问题描述

我遇到了一个有趣的运动，它说：实现一个函数x ^Ÿ使用Turbo Pascal的标准功能

I've come across an interesting exercise and it says: Implement a function x^y using standard functions of Turbo Pascal

有关整数变量，我可以使用为循环，但我不明白如何与真正在这种情况下变量。

For integer variables I can use for loop but I cannot understand how to work with real variables in this case.

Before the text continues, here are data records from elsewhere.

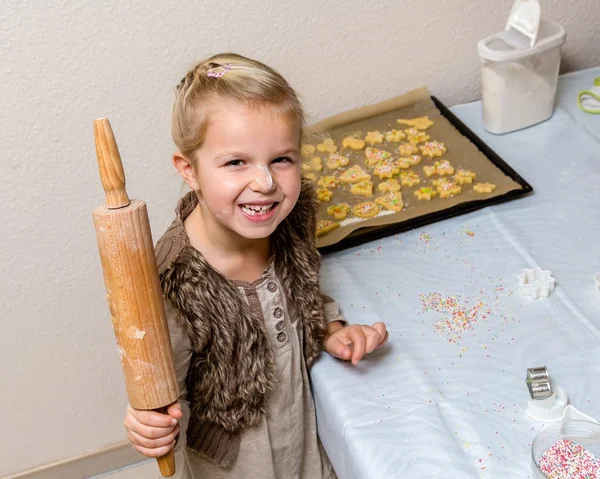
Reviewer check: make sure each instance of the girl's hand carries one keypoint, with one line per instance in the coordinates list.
(151, 433)
(354, 341)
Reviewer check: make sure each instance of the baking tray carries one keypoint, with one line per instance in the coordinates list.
(365, 235)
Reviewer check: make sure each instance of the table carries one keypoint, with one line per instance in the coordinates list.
(447, 398)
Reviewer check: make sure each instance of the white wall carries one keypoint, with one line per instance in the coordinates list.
(61, 66)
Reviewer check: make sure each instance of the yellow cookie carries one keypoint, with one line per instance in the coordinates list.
(446, 188)
(391, 201)
(336, 161)
(339, 212)
(314, 164)
(374, 138)
(375, 155)
(328, 146)
(433, 148)
(484, 187)
(425, 193)
(366, 210)
(364, 188)
(323, 194)
(463, 177)
(354, 143)
(407, 149)
(409, 178)
(326, 226)
(406, 162)
(386, 169)
(354, 174)
(421, 123)
(308, 150)
(389, 186)
(395, 136)
(328, 181)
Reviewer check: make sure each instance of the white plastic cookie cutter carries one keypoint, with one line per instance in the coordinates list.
(536, 282)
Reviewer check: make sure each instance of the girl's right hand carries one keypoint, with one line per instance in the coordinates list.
(152, 433)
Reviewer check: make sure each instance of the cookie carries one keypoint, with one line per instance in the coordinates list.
(406, 162)
(425, 193)
(409, 178)
(389, 186)
(395, 136)
(407, 149)
(339, 211)
(353, 143)
(374, 155)
(366, 210)
(314, 164)
(354, 174)
(336, 161)
(421, 123)
(432, 148)
(484, 187)
(446, 188)
(374, 138)
(326, 226)
(323, 194)
(328, 146)
(364, 188)
(391, 201)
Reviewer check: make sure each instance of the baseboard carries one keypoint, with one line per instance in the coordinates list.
(86, 465)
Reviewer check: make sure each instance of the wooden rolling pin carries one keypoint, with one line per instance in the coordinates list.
(133, 289)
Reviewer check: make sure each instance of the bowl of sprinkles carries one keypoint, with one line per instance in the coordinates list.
(567, 450)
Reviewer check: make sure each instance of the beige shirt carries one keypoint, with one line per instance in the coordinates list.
(284, 445)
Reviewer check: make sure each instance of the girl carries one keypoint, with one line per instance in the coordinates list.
(240, 276)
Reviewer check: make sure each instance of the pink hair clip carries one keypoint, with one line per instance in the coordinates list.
(219, 71)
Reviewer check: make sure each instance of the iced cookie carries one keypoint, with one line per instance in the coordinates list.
(328, 146)
(337, 161)
(425, 193)
(354, 174)
(416, 136)
(364, 188)
(389, 186)
(374, 138)
(484, 187)
(407, 149)
(323, 194)
(375, 155)
(326, 226)
(366, 210)
(439, 168)
(464, 177)
(406, 162)
(421, 123)
(386, 169)
(353, 143)
(391, 201)
(409, 178)
(314, 164)
(395, 136)
(433, 148)
(339, 212)
(446, 188)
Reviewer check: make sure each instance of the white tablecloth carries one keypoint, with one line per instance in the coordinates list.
(447, 399)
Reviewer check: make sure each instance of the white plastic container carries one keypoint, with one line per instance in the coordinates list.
(519, 70)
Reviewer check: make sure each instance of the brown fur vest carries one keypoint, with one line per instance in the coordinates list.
(232, 368)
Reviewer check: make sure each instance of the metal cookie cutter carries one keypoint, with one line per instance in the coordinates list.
(536, 282)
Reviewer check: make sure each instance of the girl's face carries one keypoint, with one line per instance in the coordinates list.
(248, 169)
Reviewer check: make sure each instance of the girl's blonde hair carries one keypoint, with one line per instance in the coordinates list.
(233, 77)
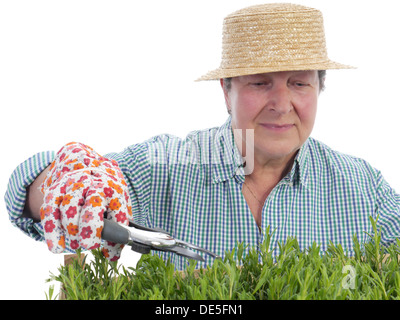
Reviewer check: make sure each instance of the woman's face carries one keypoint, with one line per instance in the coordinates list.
(280, 107)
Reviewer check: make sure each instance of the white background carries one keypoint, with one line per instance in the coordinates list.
(113, 73)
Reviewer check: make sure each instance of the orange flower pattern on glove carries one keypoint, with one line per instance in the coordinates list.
(80, 190)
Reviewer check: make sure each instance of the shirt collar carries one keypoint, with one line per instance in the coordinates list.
(226, 158)
(228, 162)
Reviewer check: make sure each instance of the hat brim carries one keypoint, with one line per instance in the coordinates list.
(222, 73)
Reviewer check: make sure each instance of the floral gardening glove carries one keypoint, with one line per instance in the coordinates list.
(80, 190)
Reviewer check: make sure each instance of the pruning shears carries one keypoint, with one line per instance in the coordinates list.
(143, 240)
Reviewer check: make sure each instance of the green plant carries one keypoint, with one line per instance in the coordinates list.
(292, 275)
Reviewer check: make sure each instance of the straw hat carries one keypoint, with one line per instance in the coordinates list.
(270, 38)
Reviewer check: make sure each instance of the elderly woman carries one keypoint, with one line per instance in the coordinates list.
(224, 185)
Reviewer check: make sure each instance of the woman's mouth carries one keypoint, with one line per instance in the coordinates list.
(277, 127)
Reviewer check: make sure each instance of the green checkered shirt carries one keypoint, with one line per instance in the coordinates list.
(192, 188)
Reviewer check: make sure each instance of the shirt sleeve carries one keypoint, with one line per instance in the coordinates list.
(135, 165)
(388, 209)
(15, 196)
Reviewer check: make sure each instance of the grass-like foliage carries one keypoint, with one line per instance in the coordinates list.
(372, 274)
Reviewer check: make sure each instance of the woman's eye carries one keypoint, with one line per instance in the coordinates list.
(300, 84)
(259, 84)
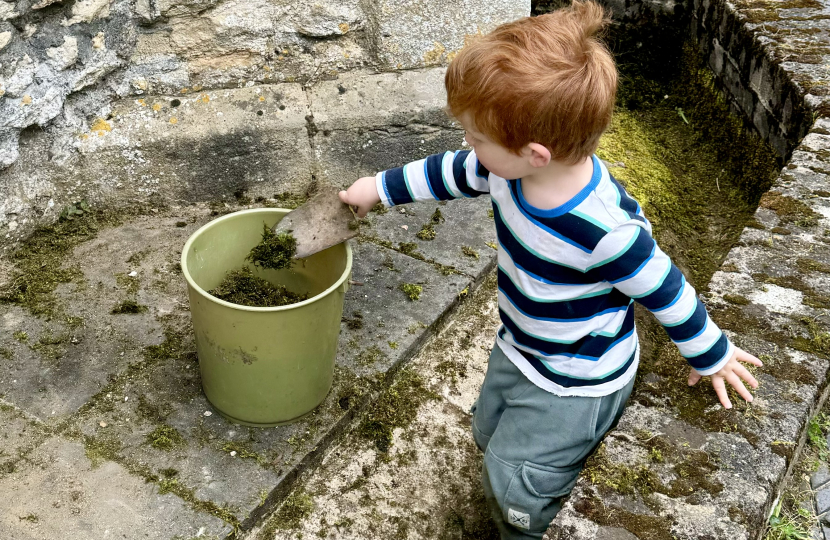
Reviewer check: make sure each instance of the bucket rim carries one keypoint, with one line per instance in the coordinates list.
(191, 283)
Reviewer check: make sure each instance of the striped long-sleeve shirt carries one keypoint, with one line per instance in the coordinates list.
(568, 276)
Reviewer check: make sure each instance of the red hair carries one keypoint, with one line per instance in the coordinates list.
(545, 79)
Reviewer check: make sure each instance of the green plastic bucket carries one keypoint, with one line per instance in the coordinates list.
(264, 366)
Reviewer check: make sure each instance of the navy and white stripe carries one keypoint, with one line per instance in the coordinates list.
(568, 276)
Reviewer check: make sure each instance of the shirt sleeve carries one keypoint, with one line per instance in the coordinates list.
(630, 259)
(439, 177)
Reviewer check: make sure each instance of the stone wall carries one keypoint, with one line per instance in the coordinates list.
(678, 466)
(111, 100)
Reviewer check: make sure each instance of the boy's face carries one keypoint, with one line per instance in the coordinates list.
(496, 158)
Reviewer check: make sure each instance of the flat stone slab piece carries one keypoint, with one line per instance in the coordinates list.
(159, 417)
(59, 494)
(820, 477)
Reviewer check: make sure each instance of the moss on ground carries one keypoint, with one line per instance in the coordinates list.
(412, 290)
(395, 408)
(242, 287)
(274, 251)
(129, 307)
(165, 437)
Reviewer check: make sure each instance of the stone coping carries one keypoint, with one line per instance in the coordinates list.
(678, 466)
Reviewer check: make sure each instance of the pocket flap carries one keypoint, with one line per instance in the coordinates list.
(549, 481)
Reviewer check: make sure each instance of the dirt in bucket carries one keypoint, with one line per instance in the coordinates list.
(244, 288)
(274, 251)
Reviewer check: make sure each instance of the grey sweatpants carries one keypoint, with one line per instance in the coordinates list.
(535, 443)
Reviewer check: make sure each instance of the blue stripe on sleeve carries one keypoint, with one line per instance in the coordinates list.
(667, 294)
(578, 309)
(690, 326)
(396, 186)
(435, 176)
(590, 346)
(712, 356)
(629, 205)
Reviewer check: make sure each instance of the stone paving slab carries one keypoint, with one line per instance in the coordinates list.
(459, 219)
(125, 388)
(426, 484)
(58, 493)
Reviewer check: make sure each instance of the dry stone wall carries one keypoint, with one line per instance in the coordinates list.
(107, 99)
(678, 466)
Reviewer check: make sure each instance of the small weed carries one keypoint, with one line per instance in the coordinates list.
(412, 291)
(275, 251)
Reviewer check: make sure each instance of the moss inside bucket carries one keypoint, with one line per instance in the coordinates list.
(242, 287)
(274, 251)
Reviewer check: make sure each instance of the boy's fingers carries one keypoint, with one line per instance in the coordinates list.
(739, 387)
(744, 373)
(720, 390)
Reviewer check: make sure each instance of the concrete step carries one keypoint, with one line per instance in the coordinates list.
(110, 406)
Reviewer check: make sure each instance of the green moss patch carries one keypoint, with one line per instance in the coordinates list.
(789, 210)
(165, 437)
(274, 251)
(395, 408)
(469, 252)
(40, 261)
(242, 287)
(412, 291)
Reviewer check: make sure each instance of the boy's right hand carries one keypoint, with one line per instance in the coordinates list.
(363, 195)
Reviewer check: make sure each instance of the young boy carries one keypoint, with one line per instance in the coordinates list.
(575, 251)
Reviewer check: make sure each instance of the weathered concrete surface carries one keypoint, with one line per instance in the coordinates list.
(59, 493)
(400, 227)
(123, 390)
(66, 67)
(678, 465)
(769, 57)
(365, 124)
(427, 484)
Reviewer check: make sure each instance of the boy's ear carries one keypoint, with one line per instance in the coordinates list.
(538, 155)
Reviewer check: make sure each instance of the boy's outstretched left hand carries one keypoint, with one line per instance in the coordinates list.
(732, 373)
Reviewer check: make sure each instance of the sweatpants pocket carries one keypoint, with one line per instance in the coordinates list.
(533, 495)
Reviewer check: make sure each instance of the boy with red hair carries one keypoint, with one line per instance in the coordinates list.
(575, 252)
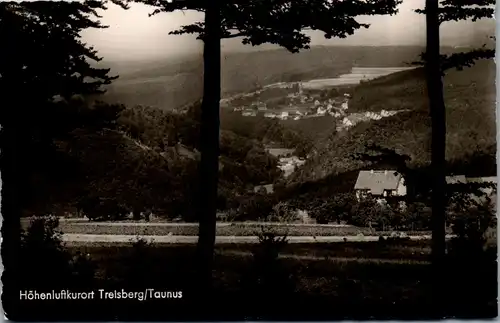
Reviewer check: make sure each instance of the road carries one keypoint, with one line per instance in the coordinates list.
(171, 239)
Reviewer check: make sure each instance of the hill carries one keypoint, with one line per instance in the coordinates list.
(177, 83)
(471, 127)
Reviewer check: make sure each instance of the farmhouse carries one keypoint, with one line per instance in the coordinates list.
(264, 189)
(379, 184)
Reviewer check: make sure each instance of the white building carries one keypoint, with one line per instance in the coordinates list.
(380, 184)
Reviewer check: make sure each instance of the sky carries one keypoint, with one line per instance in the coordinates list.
(132, 35)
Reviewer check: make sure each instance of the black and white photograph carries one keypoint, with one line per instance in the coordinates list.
(235, 160)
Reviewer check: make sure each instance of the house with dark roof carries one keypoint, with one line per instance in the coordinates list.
(379, 184)
(265, 189)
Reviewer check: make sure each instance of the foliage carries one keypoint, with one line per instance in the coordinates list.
(452, 10)
(282, 213)
(408, 133)
(336, 209)
(61, 65)
(45, 69)
(267, 278)
(256, 206)
(44, 263)
(471, 212)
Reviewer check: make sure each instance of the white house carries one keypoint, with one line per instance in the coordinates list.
(380, 184)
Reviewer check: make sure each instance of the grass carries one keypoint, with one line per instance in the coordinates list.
(230, 230)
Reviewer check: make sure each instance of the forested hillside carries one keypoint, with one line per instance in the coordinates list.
(471, 128)
(146, 159)
(172, 85)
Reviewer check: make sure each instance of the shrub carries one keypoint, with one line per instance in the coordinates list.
(45, 264)
(268, 279)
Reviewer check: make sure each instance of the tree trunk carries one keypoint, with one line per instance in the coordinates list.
(209, 146)
(438, 141)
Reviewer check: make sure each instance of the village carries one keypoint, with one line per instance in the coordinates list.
(303, 105)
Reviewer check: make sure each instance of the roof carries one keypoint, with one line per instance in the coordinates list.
(269, 188)
(377, 181)
(456, 179)
(491, 179)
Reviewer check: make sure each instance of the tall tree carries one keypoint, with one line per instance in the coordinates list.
(438, 12)
(255, 22)
(44, 58)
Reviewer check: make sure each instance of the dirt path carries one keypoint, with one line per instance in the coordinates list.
(332, 259)
(171, 239)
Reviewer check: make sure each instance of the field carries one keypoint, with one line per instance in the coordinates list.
(223, 229)
(170, 85)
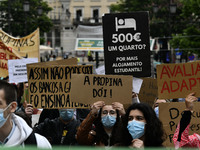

我一直在思考如何做到这一点使用的泰勒级数（不知道如何使用它幂），我还发现， X ^ÿ = EXP（Y *日志（X））但是只有 LN （自然对数）的标准功能......

I've been thinking about how to do this using Taylor series (can't understand how to use it for exponentiation) and I also found out that x^y = exp(y*log(x)) but there is only ln (natural logarithm) in standard functions...

PS  我不要求你写code：给我建议或链接或东西，这将有助于解决这一问题，请

PS I'm not asking you to write code: give me advise or link or something that will help to solve this problem, please.

推荐答案

日志（X）的公式是自然对数，因此可以使用

log(x) in your formula is natural logarithm, so you can use

x^y = exp(y*ln(x))

没有任何疑问。无论 EXP 和 LN 是标准的Turbo Pascal功能

without any doubts. Both exp and ln are standard Turbo Pascal functions

（通式为x的X ^计算y = b ^（Y *基-B数）

(general formula is x^y = b^(y * base-b logarithm of x)

这篇关于实数的幂的文章就介绍到这了，希望我们推荐的答案对大家有所帮助，也希望大家多多支持！